Global Action Targeting Mainstream Cybercriminals, Many of Whom Hail from Russia - Global enforcement actions target predominantly Russian cyber-offenders
International Crackdown on Russian Cybercriminals Accused of Ransomware Activities
In a coordinated effort, participating states have seized control of approximately 300 servers globally, with around 50 servers located in Germany. Additionally, 650 internet domains have been neutralized, significantly weakening the technical infrastructure of the culprits. This operation, known as "Operation Endgame," has also led to the confiscation of over 3.5 million euros worth of cryptocurrency.
In Germany, suspects are under investigation for organized extortion and membership in a foreign criminal organization. Authorities have issued international arrest warrants for 20 suspects, primarily Russian, with ongoing investigations in the country.
German Federal Criminal Police Office (BKA) President Holger Münch stated, "Our strategies are proving effective, even in the supposedly anonymous darknet." This operation represents a significant contribution to cybersecurity.
Rustam Rafailevich Gallyamov, a 48-year-old Moscow resident, is among the accused. He is charged with leading a cybercrime group responsible for the development and deployment of the Qakbot malware, a key component in the global ransomware ecosystem.
Other indictments have been unsealed, charging 16 Russians connected to the development and deployment of the DanaBot malware, another tool used within this criminal ecosystem. The suspects are linked to various malware strains such as Bumblebee, Hijackloader, Trickbot, Warmcookie, and Lactrodectus, commonly offered as "cybercrime-as-a-service."
While the identities of all 20 suspects have yet to be fully disclosed, the operation has targeted Russian nationals associated with these malware operations. German authorities have taken down 50 servers and 650 domains in Germany alone.
This operation represents a significant blow to the cybercrime activities of the accused individuals. The suspects are allegedly involved in running and providing initial access malware tools like Qakbot and DanaBot, integral components in the global ransomware ecosystem.

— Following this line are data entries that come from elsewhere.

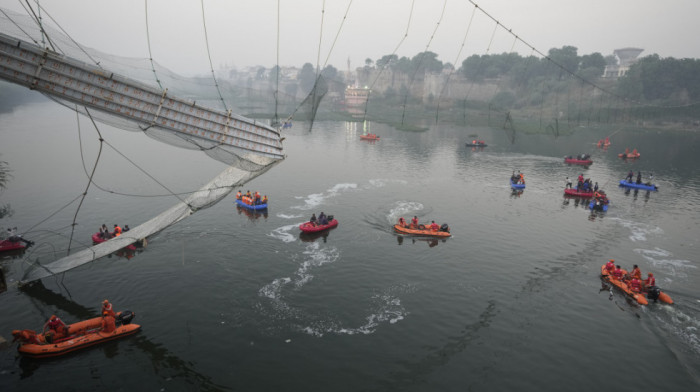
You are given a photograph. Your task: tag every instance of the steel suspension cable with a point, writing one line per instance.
(211, 65)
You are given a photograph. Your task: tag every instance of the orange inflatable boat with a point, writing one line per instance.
(80, 335)
(653, 293)
(422, 230)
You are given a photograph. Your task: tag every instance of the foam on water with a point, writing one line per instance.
(285, 216)
(388, 309)
(381, 182)
(404, 208)
(660, 258)
(315, 199)
(282, 233)
(639, 231)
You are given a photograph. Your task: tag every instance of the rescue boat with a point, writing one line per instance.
(245, 204)
(308, 227)
(599, 207)
(422, 230)
(648, 187)
(630, 155)
(575, 161)
(577, 193)
(652, 293)
(81, 335)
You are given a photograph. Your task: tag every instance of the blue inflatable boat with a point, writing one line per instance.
(251, 206)
(651, 187)
(516, 186)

- The seizing of 50 servers in Germany and the neutralization of 650 internet domains as part of "Operation Endgame" marks a significant contribution to the employment policy of cybersecurity, especially against Russian cybercriminals involved in ransomware activities.
- In the context of the international crackdown on Russian cybercriminals, the implication of suspects in Germany for organized extortion and membership in a foreign criminal organization highlights the need for a robust employment policy in the realm of technology and general-news, particularly in the areas of crime and justice.